Have you ever viewed data as a platform in the same way you look at software apps? Wait what? Treating data as a platform is not new. Companies have used big data platforms for years to manage and extract value from their 'data lakes.' You are more likely familiar with a 'data warehouse' than a 'data lake.' A data lake stores all your company's data in a raw, unstructured form, whereas a data warehouse stores structured data that has been formatted already. While a data warehouse may seem like a better approach, consider that data storage costs are lower for a data lake than a data warehouse coupled with the fact that data lakes are less time-consuming to manage, reducing operational costs.
Most companies still focus on application functionality and little to no focus on the underlying data when purchasing technology. Why does everyone start with the app first? Why not appreciate the value of the data that the application is built upon and make it an integral part of your purchasing decision?
The answer is that many companies have failed to realize that data is one of their most valuable assets and are still struggling to adopt the mindset of treating data as a platform.
Data-first-oriented companies have made great strides by taking a "data-first" approach to purchasing software applications. They've integrated their applications directly into their data lakes so that new features and enhancements are built on top of existing data lakes rather than creating disparate data silos. Each application extracts, transforms, and loads the data it requires from the data lake.
The promise of data has been enticing for decades; however, most companies start with an app-first approach by purchasing software applications that aren't pre-integrated or easily integrated with available APIs. This 'siloing' of data makes it difficult to get a complete view of your business and make better decisions based on that information.
The new way to think of data is as a platform—a central repository for all your company's information. Data-dependent software applications ingest, scrub, and structure data from the repository so it's ready for use. Data-first companies have embraced data platforms as an effective way to operationalize data at scale across the organization. When you think about your data regarding a platform instead of products, you realize you don't need to start with the app first.
At Forms Logic, we take a data-first approach. We know companies are struggling to utilize their data across their organizations fully.

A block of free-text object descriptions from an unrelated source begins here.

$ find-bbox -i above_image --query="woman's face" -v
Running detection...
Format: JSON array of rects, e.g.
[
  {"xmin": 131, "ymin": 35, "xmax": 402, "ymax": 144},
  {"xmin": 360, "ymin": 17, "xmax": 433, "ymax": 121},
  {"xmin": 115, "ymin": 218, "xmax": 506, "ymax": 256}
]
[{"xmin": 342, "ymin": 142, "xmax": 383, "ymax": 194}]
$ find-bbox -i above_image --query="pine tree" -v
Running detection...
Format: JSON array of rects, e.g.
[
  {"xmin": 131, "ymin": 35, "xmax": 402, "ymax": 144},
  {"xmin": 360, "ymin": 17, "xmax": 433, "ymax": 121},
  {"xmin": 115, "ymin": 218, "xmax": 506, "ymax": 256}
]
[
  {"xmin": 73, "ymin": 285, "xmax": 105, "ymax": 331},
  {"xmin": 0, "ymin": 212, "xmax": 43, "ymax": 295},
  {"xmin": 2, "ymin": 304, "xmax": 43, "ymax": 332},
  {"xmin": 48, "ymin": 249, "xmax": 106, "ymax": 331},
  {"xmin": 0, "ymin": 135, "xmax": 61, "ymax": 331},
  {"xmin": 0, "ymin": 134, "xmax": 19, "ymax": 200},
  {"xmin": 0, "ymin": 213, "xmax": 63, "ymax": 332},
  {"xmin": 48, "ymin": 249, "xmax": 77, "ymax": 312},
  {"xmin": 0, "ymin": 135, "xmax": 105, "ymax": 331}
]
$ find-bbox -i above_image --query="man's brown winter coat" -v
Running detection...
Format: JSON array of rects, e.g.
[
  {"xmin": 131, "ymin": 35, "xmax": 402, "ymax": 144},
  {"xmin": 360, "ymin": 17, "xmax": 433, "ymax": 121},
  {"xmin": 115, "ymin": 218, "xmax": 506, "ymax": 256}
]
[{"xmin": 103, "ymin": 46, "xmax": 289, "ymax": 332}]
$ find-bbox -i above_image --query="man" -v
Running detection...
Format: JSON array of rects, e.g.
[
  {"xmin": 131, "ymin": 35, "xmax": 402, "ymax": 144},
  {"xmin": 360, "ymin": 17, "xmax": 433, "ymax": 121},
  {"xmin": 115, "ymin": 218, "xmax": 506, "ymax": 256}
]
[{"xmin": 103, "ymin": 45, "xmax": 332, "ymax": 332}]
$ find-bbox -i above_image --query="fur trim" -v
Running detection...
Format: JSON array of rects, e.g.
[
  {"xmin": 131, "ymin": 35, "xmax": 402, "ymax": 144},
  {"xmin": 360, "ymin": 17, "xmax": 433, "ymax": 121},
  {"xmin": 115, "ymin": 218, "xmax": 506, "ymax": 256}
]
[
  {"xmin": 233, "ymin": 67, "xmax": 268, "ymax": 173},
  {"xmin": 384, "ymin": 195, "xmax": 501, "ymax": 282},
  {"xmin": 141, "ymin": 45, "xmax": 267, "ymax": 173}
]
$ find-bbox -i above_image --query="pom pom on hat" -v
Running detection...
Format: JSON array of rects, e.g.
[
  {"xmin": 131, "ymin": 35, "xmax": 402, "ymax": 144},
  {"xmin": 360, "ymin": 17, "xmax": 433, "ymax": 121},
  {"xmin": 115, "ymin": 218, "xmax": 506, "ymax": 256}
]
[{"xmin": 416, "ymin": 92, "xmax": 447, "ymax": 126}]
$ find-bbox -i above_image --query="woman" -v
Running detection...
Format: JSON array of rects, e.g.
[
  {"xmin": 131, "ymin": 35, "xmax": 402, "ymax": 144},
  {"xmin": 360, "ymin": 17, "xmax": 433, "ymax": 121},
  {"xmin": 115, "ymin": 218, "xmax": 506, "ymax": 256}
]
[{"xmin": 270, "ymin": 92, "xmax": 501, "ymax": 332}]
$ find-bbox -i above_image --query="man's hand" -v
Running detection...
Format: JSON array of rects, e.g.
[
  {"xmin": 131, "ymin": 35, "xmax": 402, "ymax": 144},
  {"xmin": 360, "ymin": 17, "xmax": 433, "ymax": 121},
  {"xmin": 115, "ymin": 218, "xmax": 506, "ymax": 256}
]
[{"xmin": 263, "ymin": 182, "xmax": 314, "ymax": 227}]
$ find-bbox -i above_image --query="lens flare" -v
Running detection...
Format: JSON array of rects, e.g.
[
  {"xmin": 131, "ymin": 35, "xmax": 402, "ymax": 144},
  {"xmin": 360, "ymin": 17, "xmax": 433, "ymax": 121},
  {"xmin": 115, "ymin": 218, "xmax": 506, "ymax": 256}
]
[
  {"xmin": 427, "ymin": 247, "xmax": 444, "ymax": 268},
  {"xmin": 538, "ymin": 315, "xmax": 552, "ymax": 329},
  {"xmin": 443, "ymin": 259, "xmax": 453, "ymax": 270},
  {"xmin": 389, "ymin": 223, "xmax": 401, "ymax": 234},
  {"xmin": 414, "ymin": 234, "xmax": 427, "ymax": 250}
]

We constantly ask ourselves; "What do our customers want?", "How do we better serve them?" and "How do we help them operationalize data at scale across their organization?"
When we first set out to develop the Navigator Platform, we looked to simplify the tedious and monotonous task of filling out multiple forms. Our goal was to create an automated system that alleviated the most painful aspects of form processing while maintaining a keen focus on the data acquired.
We decided to build Navigator as a data platform so it would be easy to integrate with other software applications to ingest or extract data as needed. We succeeded in making it easier to connect to your current applications and allow them to automatically flow their data into any form on our platform through straightforward data feeds or API calls. Similarly, this and other data can be easily extracted for us in other applications.